Morning Glory

It’s the most important meal of the day, so make it count. Here's how to do breakfast right for any schedule.

YOU CAN TWEAK your training plan, invest in the best gear, and push yourself harder than ever. But if you're not eating the right breakfast, you're not getting the most out of your morning workouts—or the rest of the day. Here are five menus designed to get you out the door fast and properly fueled for whatever you have planned.

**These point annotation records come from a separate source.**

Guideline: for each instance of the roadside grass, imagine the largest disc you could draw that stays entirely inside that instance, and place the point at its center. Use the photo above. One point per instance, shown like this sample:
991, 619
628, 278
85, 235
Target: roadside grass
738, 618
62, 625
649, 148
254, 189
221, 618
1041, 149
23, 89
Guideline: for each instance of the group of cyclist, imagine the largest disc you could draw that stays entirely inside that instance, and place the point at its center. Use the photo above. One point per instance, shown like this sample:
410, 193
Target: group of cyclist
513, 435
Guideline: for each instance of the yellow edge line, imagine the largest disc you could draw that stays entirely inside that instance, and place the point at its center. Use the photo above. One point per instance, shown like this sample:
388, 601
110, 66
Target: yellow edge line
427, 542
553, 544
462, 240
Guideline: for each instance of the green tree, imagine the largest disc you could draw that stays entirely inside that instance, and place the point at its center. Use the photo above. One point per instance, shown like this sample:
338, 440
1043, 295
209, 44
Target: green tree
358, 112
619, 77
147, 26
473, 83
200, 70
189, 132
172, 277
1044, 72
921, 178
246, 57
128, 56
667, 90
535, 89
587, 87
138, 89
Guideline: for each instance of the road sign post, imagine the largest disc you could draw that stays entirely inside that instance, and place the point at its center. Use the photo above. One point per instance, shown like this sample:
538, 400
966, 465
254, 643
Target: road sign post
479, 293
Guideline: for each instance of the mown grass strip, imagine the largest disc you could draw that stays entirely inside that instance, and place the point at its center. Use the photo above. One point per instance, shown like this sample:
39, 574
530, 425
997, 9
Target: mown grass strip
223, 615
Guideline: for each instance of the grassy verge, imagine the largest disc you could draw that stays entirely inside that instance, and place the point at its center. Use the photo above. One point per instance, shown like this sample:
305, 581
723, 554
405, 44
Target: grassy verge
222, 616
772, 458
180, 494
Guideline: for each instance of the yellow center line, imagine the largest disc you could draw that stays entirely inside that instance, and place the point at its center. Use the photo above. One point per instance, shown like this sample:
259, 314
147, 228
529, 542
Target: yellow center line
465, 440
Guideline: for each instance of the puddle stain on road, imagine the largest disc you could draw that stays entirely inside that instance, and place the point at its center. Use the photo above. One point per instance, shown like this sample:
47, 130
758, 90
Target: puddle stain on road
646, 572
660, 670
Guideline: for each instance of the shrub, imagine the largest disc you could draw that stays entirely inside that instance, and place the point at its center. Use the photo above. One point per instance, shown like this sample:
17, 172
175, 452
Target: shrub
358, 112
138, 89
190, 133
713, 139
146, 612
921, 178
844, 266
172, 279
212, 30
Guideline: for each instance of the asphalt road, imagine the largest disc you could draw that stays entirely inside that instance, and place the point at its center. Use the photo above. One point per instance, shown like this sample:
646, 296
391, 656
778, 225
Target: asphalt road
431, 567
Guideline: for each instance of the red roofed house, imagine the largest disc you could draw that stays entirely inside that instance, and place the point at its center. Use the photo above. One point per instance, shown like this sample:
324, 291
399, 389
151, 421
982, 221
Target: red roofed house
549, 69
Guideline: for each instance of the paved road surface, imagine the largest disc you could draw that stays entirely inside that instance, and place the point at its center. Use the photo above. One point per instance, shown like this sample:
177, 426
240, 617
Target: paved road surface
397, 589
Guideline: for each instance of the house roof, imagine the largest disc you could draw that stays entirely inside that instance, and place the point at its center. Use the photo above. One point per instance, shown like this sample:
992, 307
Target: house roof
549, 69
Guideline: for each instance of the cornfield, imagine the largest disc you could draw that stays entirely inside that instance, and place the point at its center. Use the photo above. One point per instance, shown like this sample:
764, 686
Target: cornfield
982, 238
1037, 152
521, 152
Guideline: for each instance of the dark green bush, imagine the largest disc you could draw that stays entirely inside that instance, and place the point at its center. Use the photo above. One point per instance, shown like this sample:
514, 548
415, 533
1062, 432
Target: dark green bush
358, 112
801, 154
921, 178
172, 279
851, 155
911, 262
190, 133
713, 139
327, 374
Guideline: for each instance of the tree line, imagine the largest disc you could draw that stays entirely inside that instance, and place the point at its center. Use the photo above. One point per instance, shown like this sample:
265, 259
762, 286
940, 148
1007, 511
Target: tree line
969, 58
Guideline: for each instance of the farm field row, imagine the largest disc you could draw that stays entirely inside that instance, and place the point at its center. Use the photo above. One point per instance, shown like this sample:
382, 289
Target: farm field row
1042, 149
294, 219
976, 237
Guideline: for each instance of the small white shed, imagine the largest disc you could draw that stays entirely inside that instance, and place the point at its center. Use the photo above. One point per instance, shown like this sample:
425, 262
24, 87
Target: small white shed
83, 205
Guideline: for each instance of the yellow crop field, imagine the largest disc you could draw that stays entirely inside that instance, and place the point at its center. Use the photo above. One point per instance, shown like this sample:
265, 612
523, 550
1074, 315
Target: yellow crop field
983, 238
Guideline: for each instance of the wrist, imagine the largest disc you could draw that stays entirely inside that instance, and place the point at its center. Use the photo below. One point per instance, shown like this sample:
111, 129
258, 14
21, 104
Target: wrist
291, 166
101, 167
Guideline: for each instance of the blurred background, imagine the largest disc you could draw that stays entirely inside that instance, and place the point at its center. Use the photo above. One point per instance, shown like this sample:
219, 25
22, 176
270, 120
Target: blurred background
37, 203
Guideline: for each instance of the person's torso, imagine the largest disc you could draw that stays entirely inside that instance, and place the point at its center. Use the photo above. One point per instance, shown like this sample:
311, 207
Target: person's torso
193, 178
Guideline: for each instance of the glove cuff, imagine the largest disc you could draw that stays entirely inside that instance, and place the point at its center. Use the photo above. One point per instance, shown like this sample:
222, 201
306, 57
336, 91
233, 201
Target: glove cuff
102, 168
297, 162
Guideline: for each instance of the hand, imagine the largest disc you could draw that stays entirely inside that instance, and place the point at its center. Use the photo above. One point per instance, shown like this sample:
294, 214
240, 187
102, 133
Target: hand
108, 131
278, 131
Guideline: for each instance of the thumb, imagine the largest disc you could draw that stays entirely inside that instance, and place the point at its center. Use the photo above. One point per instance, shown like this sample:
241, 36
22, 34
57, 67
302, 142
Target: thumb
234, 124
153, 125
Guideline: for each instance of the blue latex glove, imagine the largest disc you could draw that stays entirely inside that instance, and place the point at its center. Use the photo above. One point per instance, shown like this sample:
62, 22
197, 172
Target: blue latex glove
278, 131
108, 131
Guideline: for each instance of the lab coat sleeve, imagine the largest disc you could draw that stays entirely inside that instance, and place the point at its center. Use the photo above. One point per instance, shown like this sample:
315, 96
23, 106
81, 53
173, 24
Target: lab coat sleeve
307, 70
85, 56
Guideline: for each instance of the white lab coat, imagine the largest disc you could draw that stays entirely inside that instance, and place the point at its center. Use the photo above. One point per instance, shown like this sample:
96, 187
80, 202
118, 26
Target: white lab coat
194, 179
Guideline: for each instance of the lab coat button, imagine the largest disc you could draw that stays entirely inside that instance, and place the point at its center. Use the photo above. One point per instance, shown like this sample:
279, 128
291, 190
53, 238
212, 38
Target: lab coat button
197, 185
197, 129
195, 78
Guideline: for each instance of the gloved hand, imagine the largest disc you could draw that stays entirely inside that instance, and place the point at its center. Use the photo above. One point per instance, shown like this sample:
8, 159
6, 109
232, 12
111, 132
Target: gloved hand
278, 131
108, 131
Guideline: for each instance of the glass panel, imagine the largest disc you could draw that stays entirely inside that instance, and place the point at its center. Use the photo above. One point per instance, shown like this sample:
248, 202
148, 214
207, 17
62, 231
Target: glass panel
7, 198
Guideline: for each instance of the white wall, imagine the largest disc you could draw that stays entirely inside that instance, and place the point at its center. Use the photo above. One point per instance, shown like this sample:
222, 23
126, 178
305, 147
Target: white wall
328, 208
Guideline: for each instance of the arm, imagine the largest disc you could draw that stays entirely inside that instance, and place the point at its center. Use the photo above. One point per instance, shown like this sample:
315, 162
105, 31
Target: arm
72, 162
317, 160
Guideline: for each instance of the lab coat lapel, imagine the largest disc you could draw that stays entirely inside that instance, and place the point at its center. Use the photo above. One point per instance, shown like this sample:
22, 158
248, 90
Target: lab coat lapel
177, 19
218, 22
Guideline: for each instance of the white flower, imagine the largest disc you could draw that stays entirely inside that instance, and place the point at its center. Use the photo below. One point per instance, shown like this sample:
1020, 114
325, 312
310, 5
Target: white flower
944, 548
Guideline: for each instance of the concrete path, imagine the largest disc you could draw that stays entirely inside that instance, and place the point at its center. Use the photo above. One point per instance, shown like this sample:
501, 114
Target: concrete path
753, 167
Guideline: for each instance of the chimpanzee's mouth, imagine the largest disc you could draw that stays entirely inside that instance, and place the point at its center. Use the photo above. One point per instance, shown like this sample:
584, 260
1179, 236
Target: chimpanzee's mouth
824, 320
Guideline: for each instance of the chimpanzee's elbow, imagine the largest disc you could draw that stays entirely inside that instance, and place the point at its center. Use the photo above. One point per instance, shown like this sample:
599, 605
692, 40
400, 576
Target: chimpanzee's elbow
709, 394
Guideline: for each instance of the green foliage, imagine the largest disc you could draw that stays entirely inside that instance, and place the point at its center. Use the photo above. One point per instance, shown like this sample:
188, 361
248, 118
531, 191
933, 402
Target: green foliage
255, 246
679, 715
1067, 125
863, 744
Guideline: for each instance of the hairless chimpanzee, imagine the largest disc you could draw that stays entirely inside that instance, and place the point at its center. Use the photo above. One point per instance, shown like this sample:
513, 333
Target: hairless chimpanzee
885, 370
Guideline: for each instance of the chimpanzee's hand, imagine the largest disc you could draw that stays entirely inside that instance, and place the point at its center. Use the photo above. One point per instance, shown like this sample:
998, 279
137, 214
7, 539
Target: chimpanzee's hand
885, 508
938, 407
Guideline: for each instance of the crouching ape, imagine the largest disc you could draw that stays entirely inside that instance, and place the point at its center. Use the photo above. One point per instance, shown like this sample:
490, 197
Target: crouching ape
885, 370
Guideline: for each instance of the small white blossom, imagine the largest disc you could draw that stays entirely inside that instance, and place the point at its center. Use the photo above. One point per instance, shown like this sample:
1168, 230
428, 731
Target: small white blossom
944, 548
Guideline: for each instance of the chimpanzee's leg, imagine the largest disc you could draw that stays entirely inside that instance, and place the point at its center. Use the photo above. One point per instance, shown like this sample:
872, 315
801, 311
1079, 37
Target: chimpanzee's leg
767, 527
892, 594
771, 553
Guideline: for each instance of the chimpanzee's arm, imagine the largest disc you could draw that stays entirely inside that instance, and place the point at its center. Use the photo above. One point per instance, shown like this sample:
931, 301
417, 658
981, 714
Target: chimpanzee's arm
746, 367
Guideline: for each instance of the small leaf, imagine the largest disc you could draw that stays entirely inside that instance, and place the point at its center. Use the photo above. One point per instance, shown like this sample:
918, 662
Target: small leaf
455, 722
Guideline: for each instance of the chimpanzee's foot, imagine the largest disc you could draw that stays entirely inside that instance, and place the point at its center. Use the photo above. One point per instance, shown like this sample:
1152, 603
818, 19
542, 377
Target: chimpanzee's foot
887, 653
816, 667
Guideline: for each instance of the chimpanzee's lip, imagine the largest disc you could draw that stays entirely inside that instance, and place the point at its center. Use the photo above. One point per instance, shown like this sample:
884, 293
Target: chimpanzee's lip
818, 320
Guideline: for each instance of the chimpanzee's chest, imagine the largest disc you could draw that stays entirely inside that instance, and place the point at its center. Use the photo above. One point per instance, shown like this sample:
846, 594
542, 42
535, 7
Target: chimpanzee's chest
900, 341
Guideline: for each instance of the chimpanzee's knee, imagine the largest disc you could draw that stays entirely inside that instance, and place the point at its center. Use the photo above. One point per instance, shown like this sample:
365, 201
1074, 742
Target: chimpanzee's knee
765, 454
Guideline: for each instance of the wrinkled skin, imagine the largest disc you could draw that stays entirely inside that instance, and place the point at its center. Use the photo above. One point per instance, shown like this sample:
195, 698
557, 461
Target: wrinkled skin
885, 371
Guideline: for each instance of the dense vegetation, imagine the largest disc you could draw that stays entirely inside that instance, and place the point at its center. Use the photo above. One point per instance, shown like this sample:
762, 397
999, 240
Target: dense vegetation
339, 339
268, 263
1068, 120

1. The No-Brainer Breakfast
PERFECT FOR: NON-WORKOUT MORNINGS
Start a rest day right with a meal that includes whole-grain, low-sugar cereal (no more than eight grams of sugar per cup), an antioxidant-rich fruit like berries or cantaloupe, and enough protein to keep you satisfied until lunchtime.

3/4 cup granola with:
6 oz plain low-fat yogurt
1 cup strawberries
12 almonds

530 calories, 20 g protein, 85 g carbohydrate, 12 g fat, 9 g fiber

2. Quick-Energy Breakfast
PERFECT FOR: BEFORE A CARDIO WORKOUT
Save the big meal for after your workout. But a light meal before cardio training can provide the energy you need to go harder. The key: a menu featuring easy-to-digest foods high in both carbs and protein.
2 slices whole-grain toast with:
1 tbsp peanut butter
12 oz skim milk blended with:
1 cup frozen blueberries

460 calories, 23 g protein, 70 g carbohydrates, 10 g fat, 10 g fiber

3. Recovery Breakfast
PERFECT FOR: AFTER A CARDIO WORKOUT
Like the no-brainer breakfast above, this one's built around fresh fruits and whole grains, but it's higher in quick-burning carbs, for faster recovery.
1 hard-boiled egg or
1 oz string cheese
1 cup bran cereal with:
1 tbsp raisins
8 oz skim milk
1 banana

560 calories, 24 g protein, 97 g carbohydrates, 8 g fat, 12 g fiber

4. Power Breakfast
PERFECT FOR: BEFORE AND AFTER RESISTANCE WORKOUTS
To maximize muscle building, down 25 to 35 grams of high-quality protein 30 to 60 minutes before you begin resistance training. Repeat this meal after particularly intense resistance workouts. It aids in recovery, too.
4 egg whites, scrambled
1 cup cooked oatmeal with:
1 peach, sliced
8 oz low-fat chocolate milk with:
4 tbsp protein powder

525 calories, 41 g protein, 77 g carbohydrates, 6 g fat, 9 g fiber

5. Quick-Fix Breakfast
PERFECT FOR: HURRIED MORNINGS
Eat this portable starter in the car, on the train, or once you get to your desk. It will leave you feeling better than that Danish from the coffee cart.
1) Two corn tortillas or one large whole-wheat tortilla rolled around:
1 egg or 3 egg whites, scrambled
1–2 oz low-fat cheese
1 sweet red or green pepper, diced
1 tomato, diced

400 calories, 31 g protein, 52 g carbohydrates, 8 g fat, 8 g fiber

CRUNCH TIME
Apples turning mushy? Lettuce wilting? Store your produce correctly and you'll eat market-fresh for days. Tip: Leave fruits and vegetables unwashed—for up to the maximum times given—then rinse in cold water before eating.

REFRIGERATOR SHELF
APPLES in a plastic bag: six weeks
APRICOTS in a paper or plastic bag: three days
BLUEBERRIES in original packaging: five days
GRAPES in a perforated plastic bag: one week
MUSHROOMS in a paper bag: one week
ORANGES loose: two weeks
PEACHES in plastic bag: one week

REFRIGERATOR CRISPER
ASPARAGUS in a plastic bag, with stems wrapped in a wet paper towel: three days
BROCCOLI in a perforated plastic bag: five days
CARROTS after removing leafy tops, loose or in a plastic bag: five days
CORN in husks: one week
GRAPEFRUIT loose: eight weeks
LETTUCE in a plastic bag: ten days
SPINACH in a plastic bag: three days

OPEN AIR
BANANAS let ripen, then refrigerate: two weeks
PEARS OR PLUMS let ripen in a paper bag, then refrigerate in same bag: three days
POTATOES in a cellar or a cool, dark place: one month; at room temperature: one week
TOMATOES at room temperature, out of the sun: five days —M.R.